Il faut également compter avec l’émergence d’une nouvelle couche d’acteurs opportunistes, qui trouvent dans le soutien au pouvoir une voie d’ascension sociale ou de visibilité médiatique. Plateaux télé, réseaux sociaux, micro‑partis, associations de façade : un écosystème s’est constitué autour de la légitimation permanente du régime. Ces acteurs ne représentent pas la majorité, mais ils occupent l’espace public avec une intensité qui donne l’impression d’un soutien massif. Leur rôle n’est pas anodin : ils contribuent à normaliser les restrictions et à marginaliser les voix critiques.


Enfin, il existe une fatigue politique réelle. Après l’élan du Hirak, l’absence de transition démocratique, la répression et la fermeture du champ politique ont laissé place à une forme de résignation. Beaucoup de citoyens, lassés par l’absence de perspectives, se replient sur des priorités individuelles : stabilité, emploi, sécurité économique. Dans ce contexte, défendre Tebboune n’est pas toujours un acte d’adhésion, mais parfois un choix par défaut, une manière de préserver un minimum de prévisibilité dans un environnement incertain.

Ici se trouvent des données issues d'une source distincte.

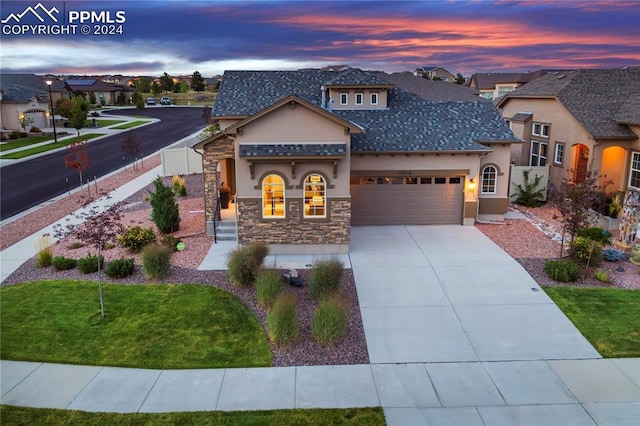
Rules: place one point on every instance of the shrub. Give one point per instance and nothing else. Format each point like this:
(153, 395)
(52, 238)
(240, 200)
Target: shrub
(136, 238)
(612, 255)
(156, 261)
(171, 242)
(602, 276)
(179, 186)
(45, 253)
(562, 270)
(325, 278)
(120, 268)
(329, 322)
(585, 250)
(245, 262)
(269, 286)
(165, 212)
(596, 234)
(282, 322)
(90, 263)
(62, 263)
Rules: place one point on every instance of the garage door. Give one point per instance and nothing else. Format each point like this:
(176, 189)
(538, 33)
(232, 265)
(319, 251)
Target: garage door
(422, 200)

L’enjeu, aujourd’hui, n’est pas de juger ces attitudes, mais de comprendre ce qu’elles révèlent : une société traversée par des fractures profondes, où la question des droits et libertés reste centrale mais où les conditions d’un débat ouvert ne sont pas réunies. Construire une alternative crédible suppose de reconnaître cette complexité, de dépasser les lectures morales et de proposer un horizon politique qui parle à la fois aux convaincus, aux résignés et aux silencieux. L’Algérie ne manque ni de talents ni d’énergie citoyenne ; elle manque d’un espace où ces forces peuvent s’exprimer sans crainte et sans calcul. C’est là que se joue, peut‑être, l’avenir du pays.